The strategies you teach about search engine literacy might be out of date
In a recent paper for the Library Journal, Francesca Tripodi, joined by Jade Angelique Stevenson, Rachel Slama, and Justin Reich, built and tested search literacy interventions for librarians. Using ethnographic methods on libraries on Montana, Tripodi and her coathors explore the difficulties librarians face on the frontlines of the fight against disinformation. The librarians they spoke with argue that improving search engine literacy requires building trusting relationships with patrons. Additionally, Tripodi and her colleagues offer the following search literacy tips for librarians, teachers, and anyone else educating others to combat misinformation:
- Use Wikipedia as a starting point.

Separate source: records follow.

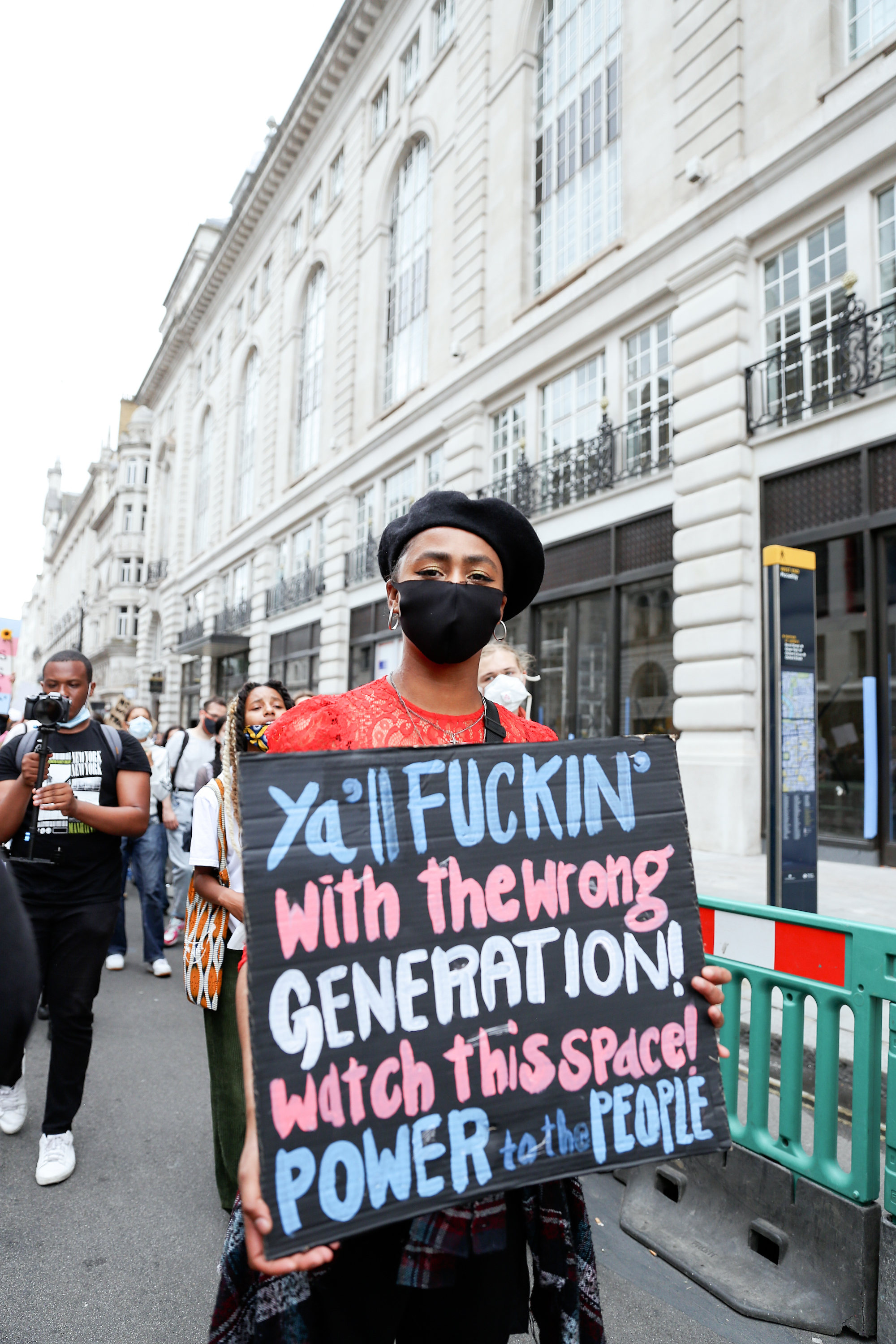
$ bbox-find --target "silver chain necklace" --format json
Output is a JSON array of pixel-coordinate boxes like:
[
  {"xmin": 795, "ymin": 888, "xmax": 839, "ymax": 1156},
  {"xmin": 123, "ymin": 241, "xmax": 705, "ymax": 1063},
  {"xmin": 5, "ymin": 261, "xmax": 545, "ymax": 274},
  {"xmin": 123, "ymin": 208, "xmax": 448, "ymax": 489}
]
[{"xmin": 388, "ymin": 672, "xmax": 485, "ymax": 747}]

People who use Wikipedia find better answers with greater accuracy in less time than people who don’t.
- Don’t judge a site based on its URL. Some .com sites are reliable and some .org sites are misleading! In addition, plenty of nonprofits produce untrustworthy information.
- Don’t trust website appearance. Attractive websites don’t always mean high quality information; plain websites are sometimes accurate and helpful
- Use lateral reading strategies. The best way to check the quality of a website is by leaving that website. Many people verify sources vertically, by reading About pages and checking the links provided by that website. In contrast, best practice is to distrust your own ability to verify quality of the source and see what others are saying about it across websites (i.e., “lateral reading”).
In addition, this paper provides the following insights for policy makers and technology professionals:
- Trust ethnographic research methods. People routinely misreport their search practices, so ethnographic methods provide insight to instructional designers and UX professionals on how the technological affordances and platform design shape information-gathering practices.
- Consider mobile first. In rural areas where broadband is limited, people increasingly rely on their phones for information. Mobile designs can shape search practices.
- Create a budget for training resources. Instructional resources for librarians will pay dividends in the fight against mis/disinformation
Facebook and Google are the central players in digital political advertising – and they’re hardly neutral content platforms
Previous research has found that digital advertising companies such as Facebook and Google function similarly to political consultants, influencing the messaging choices of political clients. This paper situates those insights in the theory of parties as extended networks and presents the first quantitative descriptive analysis of all companies that have provided federal political committees with digital advertising services in national elections. Network analysis measures of political groups registered with the Federal Election Committee in the United States (n = 2,064) and the types of companies they hired for digital political advertising services (political agencies, commercial agencies, digital advertising platforms, or other; n = 1,022) over three midterm and general elections (2006–2016) show that the number of political committees and companies have both dramatically increased since 2008 and that Facebook and Google have become the two most central members of the network. As influencers of the targeting and content of campaign messages, these companies should be considered consequential members of electoral party 0networks. This study contributes to research on political consulting and to the theory of parties as extended networks by demonstrating how opening the inclusion criteria for subject selection can uncover unexpected players, such as the private, previously considered nonpartisan, nonpolitical companies present here.
Media literacy can sometimes spread disinformation - with a little help from search engine algorithms
The Propagandists’ Playbook peels back the layers of the right-wing media manipulation machine to reveal why its strategies are so effective and pervasive, while also humanizing the people whose worldviews and media practices conservatism embodies. Based on interviews and ethnographic observations of two Republican groups over the course of the 2017 Virginia gubernatorial race—including the author’s firsthand experience of the 2017 Unite the Right rally—the book considers how Google algorithms, YouTube playlists, pundits, and politicians can manipulate audiences, reaffirm beliefs, and expose audiences to more extremist ideas, blurring the lines between reality and fiction. Francesca Tripodi argues that conservatives who embody the Christian worldview give authoritative weight to original texts and interrogate the media using the same tools taught to them in Bible study—for example, using Google to “fact check” the news. The result of this practice, tied to conservative marketing tactics, is more than a reaffirmation of existing beliefs: it is a radicalization of content and a changing of narratives adopted by the media. Tripodi also demonstrates the pervasiveness of white supremacy in the conservative media ecosystem, as well as its mainstream appeal, scope, and spread.